My boyfriend, meanwhile, would not be swayed from his choice. He returned on the second night, again after work. I couldn’t understand why.
We went upstairs again to the room in which Mariane and I had held our vigil the night of Danny’s kidnapping. He asked me for the book contract my literary agent’s assistant faxed to his office for me days before Danny’s kidnapping.

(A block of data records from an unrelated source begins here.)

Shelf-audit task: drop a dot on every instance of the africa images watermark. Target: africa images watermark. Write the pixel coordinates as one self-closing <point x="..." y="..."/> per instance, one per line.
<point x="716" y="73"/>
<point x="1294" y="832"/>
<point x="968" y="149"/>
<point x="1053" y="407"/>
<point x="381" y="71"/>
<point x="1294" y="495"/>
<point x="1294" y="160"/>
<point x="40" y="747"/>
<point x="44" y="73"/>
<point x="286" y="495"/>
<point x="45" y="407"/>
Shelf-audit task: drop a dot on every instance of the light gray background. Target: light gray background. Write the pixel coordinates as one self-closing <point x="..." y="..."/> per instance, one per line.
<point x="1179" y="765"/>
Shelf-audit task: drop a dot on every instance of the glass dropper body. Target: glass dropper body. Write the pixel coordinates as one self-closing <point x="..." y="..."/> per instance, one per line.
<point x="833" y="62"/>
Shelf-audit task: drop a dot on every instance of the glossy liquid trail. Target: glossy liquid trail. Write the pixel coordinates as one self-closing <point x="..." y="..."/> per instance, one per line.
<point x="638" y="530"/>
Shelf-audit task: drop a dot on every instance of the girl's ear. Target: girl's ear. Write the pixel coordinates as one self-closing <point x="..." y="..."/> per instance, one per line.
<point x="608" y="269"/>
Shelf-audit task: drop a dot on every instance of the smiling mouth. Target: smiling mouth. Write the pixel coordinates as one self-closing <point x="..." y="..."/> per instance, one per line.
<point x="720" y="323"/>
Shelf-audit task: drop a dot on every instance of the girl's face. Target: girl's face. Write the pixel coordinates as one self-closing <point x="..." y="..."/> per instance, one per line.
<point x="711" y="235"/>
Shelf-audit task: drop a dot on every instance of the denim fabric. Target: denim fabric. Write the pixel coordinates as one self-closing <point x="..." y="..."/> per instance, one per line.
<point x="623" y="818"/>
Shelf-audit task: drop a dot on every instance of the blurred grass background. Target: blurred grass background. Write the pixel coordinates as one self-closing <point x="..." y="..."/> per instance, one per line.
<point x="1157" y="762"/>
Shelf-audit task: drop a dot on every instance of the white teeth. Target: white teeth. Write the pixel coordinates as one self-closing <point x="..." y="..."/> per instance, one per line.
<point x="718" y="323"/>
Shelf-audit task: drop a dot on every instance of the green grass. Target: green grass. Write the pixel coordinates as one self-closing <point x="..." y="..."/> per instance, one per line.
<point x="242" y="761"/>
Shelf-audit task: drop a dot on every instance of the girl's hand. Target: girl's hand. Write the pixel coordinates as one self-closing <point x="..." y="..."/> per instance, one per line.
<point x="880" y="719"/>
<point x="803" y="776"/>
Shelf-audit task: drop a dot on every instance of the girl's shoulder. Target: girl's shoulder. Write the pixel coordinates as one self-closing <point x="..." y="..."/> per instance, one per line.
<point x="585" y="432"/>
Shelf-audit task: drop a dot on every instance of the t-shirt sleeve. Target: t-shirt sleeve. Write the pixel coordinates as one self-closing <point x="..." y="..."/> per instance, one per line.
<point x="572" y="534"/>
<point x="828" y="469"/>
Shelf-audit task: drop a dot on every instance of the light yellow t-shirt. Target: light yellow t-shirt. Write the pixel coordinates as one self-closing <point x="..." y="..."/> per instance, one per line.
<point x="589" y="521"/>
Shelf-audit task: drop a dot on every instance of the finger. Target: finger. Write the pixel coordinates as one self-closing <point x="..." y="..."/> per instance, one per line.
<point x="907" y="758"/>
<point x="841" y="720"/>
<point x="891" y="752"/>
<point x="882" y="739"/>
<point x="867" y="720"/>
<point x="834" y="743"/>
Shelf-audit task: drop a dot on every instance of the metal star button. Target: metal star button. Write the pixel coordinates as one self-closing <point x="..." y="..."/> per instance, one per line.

“Could you rip the top off?” he asked.
What was he talking about? I asked, but I knew the answer. He wanted to discard any trace of his company’s name on the transmission record at the top of the page.
I rifled through my papers, angry and again humiliated. I thrust the paper at him. It didn’t even have his company’s name across the top, just the sender’s identification. I walked away without saying good-bye. After he left, I looked at the paper upstairs. He had torn the top line off.
In the kitchen one day, I confided my personal troubles to a chief Pakistani police investigator whom Mariane and I had started calling Captain and whom we trusted. “Captain, the police have cost me love.”
He listened carefully, looked me in the eye, and said matter-of-factly, “It’s in times of crisis that you discover the true nature of a person’s character.” It was true. I was learning this lesson through a crash course.
The first night after Danny’s disappearance I had curled onto a sofa in my living room so I could be near my home phone in case Danny called and, better yet, near the front door, if Danny should walk through it. Instead, a Pakistani stringer who had helped Danny make contact with the man who set up his Karachi interview had walked through the door, summoned by the police. Before law enforcement got to him, Mariane and I had drilled him for every bit of information. Danny had met his contact at a Rawalpindi hotel. We had already found the trail of e-mails that followed. The man had called himself Bashir. My Urdu from bad Bollywood movies told me that he was trouble. He had put “nobadmashi” in his e-mail address. Badmashi, literally, meant troublemaking. Who was he?
The stringer had linked the man to a dangerous militant Islamic group, Harkatul Mujahadin, fighting Indian troops in the state of Kashmir in northern India. Pakistan claimed the state as its territory ever since partition.
“You never told Danny!” Mariane had exclaimed.
The stringer ha
d admitted that he hadn’t.
The Sunday morning after Danny’s disappearance, Mariane and I readied to go to Pakistan Interior Minister Moinuddin Haider’s house with a cadre of police officials who looked like overgrown boys dressed for Sunday church. Haider oversaw law enforcement. We needed him on our side. The day’s early quiet was broken by a phone call.
“We’ve got a ransom letter with pictures,” a Journal colleague told me.
We ran to Danny’s laptop. I opened my Yahoo account. A Journal bureau chief had forwarded the letter. It came from an e-mail with “kidnapperguy” in the address. It claimed Danny was a spy for the CIA, later spinning him into a spy for Israel’s Mossad intelligence agency. The charges were ironic. Danny had been one of the first to document the widespread feeling in Pakistan that September 11 was a Jewish conspiracy to pin the attack on Muslims. As we drove around on New Year’s Danny had joked about the notion of a Jewish conspiracy: “I missed the last meeting.”
The photos showed Danny with a gun to his head.
“Is it Danny?” Captain asked. Mariane looked for his wedding ring.
“It’s Danny,” she said without a cry. There was no room for emotion to overtake us.